Junto com Lenine, acho que são os dois mais expressivos nomes da música popular masculina contemporânea brasileira. De fato, Zeca, como o pernambucano, tem uma capacidade de criação que é renovada a cada disco, o que também fica muito claro nos seus shows, sempre renovados, mas sempre com músicas impressionantes, com um ritmo que vai da embolada de coco paraibano, às matracas da cultura maranhense, ao forró, ao samba, ao folk, ao lirismo, ao cancioneiro, às baladas.

Junte-se a tudo isso um enorme senso de humor, que faz de suas canções completamente singulares, utilizando termos incomuns, outras vezes até chulos mesmo, coisas bem intrigantes para as poesias e que só ele mesmo para fazer.
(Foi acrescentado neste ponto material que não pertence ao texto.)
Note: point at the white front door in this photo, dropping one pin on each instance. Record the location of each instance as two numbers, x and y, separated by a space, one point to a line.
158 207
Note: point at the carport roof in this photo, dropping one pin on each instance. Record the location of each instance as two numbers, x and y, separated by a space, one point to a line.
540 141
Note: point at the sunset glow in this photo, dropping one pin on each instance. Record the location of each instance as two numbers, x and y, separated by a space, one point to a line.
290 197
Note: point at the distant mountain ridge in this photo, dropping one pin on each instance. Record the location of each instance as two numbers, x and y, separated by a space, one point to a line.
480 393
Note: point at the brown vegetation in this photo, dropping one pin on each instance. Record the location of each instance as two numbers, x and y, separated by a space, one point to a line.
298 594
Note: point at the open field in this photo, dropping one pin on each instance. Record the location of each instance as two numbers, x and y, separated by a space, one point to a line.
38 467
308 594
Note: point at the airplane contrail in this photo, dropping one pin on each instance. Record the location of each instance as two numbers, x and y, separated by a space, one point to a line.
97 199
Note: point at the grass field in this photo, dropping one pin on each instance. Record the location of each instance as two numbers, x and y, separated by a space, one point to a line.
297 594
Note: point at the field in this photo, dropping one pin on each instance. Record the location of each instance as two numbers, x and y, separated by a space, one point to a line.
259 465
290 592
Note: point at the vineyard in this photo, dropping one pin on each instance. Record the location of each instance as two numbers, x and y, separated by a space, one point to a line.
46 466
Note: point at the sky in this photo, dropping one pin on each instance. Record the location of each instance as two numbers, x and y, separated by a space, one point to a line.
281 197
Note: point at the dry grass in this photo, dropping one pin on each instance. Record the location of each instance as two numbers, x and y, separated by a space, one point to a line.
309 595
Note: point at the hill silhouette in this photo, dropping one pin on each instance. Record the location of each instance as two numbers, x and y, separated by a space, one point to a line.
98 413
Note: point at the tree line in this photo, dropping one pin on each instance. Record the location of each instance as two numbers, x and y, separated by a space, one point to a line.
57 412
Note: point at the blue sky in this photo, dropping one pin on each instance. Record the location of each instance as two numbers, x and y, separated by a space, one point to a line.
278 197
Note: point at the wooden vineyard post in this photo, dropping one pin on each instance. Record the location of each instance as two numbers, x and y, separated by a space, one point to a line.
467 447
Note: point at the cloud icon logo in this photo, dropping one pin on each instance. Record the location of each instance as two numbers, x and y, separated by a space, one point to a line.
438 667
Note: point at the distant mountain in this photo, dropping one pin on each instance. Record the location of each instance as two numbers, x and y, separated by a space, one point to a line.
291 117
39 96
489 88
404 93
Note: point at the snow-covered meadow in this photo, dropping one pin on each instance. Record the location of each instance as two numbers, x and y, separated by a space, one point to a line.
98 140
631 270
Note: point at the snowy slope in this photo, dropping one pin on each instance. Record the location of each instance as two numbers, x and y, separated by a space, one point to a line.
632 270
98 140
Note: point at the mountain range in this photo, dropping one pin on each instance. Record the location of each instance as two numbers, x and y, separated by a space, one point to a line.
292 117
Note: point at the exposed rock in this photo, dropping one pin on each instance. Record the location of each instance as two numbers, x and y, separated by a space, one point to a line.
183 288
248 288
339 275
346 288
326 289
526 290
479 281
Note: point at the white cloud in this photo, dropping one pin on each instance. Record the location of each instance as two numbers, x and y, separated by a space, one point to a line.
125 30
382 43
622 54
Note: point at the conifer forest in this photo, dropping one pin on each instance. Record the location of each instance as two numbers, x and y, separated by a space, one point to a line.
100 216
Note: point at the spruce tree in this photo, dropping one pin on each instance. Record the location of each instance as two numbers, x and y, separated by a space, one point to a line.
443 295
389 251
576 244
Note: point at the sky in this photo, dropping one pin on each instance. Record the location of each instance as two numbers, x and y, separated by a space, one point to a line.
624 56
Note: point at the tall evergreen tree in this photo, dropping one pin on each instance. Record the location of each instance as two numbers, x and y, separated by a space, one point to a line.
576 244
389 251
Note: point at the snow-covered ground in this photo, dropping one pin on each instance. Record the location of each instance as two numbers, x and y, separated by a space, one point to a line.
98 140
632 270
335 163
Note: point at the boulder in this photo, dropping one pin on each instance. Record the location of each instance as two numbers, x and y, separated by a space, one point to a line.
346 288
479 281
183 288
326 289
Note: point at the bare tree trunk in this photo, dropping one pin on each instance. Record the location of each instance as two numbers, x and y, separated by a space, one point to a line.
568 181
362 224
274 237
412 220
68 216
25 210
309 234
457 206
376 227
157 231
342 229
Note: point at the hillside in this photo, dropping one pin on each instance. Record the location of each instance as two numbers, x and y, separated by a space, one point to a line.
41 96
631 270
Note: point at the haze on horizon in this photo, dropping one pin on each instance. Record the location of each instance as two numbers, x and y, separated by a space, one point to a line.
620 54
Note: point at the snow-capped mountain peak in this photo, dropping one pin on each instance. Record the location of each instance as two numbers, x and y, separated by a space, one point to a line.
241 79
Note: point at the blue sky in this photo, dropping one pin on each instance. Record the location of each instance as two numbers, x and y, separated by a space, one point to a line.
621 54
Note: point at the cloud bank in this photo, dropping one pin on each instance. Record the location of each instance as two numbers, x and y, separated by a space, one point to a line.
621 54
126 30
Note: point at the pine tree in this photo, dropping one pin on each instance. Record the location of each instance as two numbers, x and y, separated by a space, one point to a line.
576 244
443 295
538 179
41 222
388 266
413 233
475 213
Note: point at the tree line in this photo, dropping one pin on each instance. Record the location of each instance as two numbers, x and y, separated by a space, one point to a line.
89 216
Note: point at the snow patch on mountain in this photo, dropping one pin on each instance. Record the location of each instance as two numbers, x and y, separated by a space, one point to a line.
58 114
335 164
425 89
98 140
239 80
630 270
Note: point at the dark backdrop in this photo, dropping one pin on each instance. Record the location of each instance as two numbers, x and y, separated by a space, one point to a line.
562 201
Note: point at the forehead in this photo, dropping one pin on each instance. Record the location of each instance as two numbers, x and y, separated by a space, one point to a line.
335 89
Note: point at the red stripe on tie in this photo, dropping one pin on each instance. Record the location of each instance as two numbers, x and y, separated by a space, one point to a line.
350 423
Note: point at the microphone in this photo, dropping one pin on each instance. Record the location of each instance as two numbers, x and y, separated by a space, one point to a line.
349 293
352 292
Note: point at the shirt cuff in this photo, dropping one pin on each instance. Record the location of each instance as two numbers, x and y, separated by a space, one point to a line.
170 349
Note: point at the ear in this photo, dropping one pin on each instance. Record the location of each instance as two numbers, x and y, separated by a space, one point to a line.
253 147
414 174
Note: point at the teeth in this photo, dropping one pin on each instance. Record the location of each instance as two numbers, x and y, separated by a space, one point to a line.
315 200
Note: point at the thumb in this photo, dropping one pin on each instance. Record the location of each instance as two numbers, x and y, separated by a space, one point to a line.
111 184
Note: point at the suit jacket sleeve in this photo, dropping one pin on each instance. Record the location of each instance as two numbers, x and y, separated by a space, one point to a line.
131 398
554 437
No novo disco manda a maluca “se danar” (Você não liga pra mim), diz que “esse camarada se androginou” (Bola Dividida), “vontade que dá de mandar o cara tomar naquele lugar...”(Toca Raul) ou então diz (em “Débora”), que foi “babaca paca” e “... vou pra Cancun, teu 171 não me pega mais...” e também diz que “... a prainha degringolou, ta cheio de gringo lá”.
Além disso, diferenciando-se dos outros discos, no atual é bem notável uma presença marcante dos metais em várias músicas, além de umas vinhetas que se espalham por todo o disco (ou os dois discos, já que “O coração do Homem Bomba” tem dois volumes).

Durante o show, Babylon, Meu amor minha flor minha menina, Alma Nova, Salão de Beleza, Alma não tem cor, Lenha, Você não liga pra mim, Bandeira, Samba do Aproach, Toca Raul, Proibida pra Mim, Versos Perdidos, Bienal, Telegrama, Eu despedi o meu patrão, Você é má, indo ainda em Vital Farias (com Margarida) e Geraldo Azevedo (Bicho de Sete cabeças) e por aí foi se desenrolando o show de maneira espetacular.
Algumas faltas foram sentidas, pelo menos por mim, como Minha casa, Comigo, Meu amor meu bem me ame, Disritmia, Dezembros, Stephen Fry, entre outras. Mas mesmo assim, seria uma escolha bem difícil frente ao setlist do show. Impecável.

E tudo isso só mostra a maturidade de um artista que se renova a cada obra, que se dedica à composições com letras interessantes, criativas, bem-humoradas, que cativam a todos, aliadas à musicalidade que mistura influências de todo o nordeste brasileiro, numa levada dançante e envolvente algumas vezes, num romantismo falado de maneira comum em outras, em histórias de humor em outras ainda, o que mostra que já tomou definitivamente o seu lugar no cenário nacional, sendo referência cultural para o Brasil inteiro.